Therefore, where there is no sacrifice (i.e., suffering), there is no love. As the song by Nazareth declares rather pointedly, “Love Hurts.” It follows, that if love is to will the good of the other, at times, this process won’t feel enjoyable. Because in willing the good of the other you have to face difficult conversations with loved ones when they’ve gone astray similar to the direct, painful encounters invoked at an intervention. However, such arduous experiences paradoxically allow the faith to grow. Indeed, the Christian pedigree is one of hardship, suffering, and martyrdom. The nascent Church was built upon the broken, pierced bodies of heroic martyrs, and it was bonded with the mortar of their blood. As Tertullian declared, “The blood of the martyrs is the seed of the Church.” In other words, the love God puts forth is not going to be a comfortable rosy experience from end to end.

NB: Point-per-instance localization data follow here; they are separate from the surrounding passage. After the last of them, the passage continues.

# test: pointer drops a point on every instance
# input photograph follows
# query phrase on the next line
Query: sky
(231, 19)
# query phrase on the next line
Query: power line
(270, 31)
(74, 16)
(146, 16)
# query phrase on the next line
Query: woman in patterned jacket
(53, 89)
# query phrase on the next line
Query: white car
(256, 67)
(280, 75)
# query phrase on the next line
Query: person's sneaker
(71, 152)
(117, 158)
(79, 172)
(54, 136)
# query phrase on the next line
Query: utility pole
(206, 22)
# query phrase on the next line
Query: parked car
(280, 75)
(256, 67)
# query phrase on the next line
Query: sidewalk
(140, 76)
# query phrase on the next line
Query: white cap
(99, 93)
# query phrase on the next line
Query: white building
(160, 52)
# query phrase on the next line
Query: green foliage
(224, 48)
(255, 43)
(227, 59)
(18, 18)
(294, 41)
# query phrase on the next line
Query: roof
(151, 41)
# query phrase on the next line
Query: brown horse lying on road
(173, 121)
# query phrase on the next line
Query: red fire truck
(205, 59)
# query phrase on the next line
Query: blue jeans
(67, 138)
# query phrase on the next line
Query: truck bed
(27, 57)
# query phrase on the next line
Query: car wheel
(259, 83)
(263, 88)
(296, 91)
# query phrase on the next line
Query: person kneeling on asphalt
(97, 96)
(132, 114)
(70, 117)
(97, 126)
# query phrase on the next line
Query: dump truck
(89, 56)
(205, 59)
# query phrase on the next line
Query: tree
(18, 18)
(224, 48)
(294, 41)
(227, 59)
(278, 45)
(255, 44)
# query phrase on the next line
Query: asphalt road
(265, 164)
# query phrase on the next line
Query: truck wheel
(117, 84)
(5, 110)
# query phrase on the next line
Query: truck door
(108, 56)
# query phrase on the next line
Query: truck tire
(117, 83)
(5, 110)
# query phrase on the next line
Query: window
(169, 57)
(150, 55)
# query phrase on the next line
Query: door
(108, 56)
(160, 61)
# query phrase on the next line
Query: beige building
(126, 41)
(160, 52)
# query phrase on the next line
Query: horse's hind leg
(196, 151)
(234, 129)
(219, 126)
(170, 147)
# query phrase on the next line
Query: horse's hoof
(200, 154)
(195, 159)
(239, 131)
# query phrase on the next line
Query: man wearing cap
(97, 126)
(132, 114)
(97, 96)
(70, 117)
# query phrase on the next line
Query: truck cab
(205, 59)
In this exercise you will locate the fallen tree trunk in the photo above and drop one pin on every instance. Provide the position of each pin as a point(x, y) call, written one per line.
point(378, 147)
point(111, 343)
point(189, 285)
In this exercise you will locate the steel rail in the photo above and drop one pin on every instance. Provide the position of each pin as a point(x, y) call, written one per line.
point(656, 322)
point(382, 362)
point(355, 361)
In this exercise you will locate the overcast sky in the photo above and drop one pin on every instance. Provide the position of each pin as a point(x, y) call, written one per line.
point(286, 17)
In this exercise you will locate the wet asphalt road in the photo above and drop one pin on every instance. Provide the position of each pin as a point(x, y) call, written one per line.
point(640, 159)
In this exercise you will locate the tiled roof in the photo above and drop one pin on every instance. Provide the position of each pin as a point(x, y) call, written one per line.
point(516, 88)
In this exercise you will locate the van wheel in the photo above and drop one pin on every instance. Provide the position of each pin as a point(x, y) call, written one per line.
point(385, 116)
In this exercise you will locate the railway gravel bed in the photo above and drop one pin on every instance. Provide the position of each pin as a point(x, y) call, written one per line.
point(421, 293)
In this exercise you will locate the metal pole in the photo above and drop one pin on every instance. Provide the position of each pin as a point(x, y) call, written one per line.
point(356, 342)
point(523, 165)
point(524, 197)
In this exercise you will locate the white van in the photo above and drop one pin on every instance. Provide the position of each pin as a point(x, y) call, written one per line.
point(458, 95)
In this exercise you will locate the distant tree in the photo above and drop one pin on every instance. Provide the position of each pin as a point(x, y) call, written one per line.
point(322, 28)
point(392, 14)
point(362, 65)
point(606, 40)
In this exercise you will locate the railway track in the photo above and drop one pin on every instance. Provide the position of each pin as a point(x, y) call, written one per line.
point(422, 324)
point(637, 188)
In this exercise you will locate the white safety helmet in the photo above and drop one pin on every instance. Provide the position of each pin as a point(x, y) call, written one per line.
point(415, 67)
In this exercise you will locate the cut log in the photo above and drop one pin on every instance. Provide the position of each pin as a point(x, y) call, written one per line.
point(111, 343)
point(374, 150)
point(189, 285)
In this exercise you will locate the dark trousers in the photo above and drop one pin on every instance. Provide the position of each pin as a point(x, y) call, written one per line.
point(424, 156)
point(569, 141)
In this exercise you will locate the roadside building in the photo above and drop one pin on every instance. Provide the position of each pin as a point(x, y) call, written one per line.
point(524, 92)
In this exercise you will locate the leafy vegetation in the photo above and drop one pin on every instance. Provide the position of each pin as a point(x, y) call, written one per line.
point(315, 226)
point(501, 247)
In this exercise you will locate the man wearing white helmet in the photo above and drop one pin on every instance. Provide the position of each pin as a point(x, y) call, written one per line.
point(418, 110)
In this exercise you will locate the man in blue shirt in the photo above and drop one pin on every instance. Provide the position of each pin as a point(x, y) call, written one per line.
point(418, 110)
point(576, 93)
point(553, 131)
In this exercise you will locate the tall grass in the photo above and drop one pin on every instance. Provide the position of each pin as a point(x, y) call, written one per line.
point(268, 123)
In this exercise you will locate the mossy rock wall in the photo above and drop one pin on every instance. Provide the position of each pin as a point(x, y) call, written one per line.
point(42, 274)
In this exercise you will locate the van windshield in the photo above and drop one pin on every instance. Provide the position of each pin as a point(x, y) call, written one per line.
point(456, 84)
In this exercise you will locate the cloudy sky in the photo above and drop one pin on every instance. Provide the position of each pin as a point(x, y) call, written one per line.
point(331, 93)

Rather than fall victim to the modern view of love, we can use Valentine’s day to capture the true essence of love – turning away from the bland sentimentality of roses and chocolate to the fervent sacrifice and commitment to the other that Saint Valentine of Rome displayed. St. Valentine revealed love in his dedication to endure hardships to bring others to their ultimate contentment in the faith. Under the Roman emperor Claudius Gothicus (Claudius II), the Christian faith was outlawed. To practice it, let alone preach it would get one scourged or burned at the stake. Yet, this didn’t deter Valentine to convert others to their fulfillment in the Christian faith. Because of this St. Valentine was arrested. We see that Valentine was not soft or timid. He was not mirroring today’s motto of love as a self-seeking pleasure junkie. Even in prison he continued to proclaim the faith and attempted to marry Christian couples and aided those Christians being persecuted by Claudius. These continued acts of St. Valentine enraged Claudius. Consequently, Claudius ordered St. Valentine to renounce his faith or be beaten with clubs and beheaded. Pressed into an ultimatum, St. Valentine’s love showed that it had teeth and self-sacrifice to it. He wasn’t soft, thus he wouldn’t cave like a cheap pole. He was subsequently beaten and beheaded to his death on February 14th, 269 AD.
Many decades later archaeologists unearthed a Roman catacomb and an ancient church dedicated to St. Valentine. In 496 AD Pope Gelasius marked February 14th as a celebration in honor of his martyrdom. Today, St. Valentine shows us what that the real definition of love is. In mirroring Christ’s sacrifice, St. Valentine’s life illuminates that love sparkles when it is joined tightly to sacrificing the self for the good of the other. Let us glean nuggets of wisdom from St. Valentine on February 14th and make this holiday great again. If we do, we’ll begin to see a better picture of what love looks like.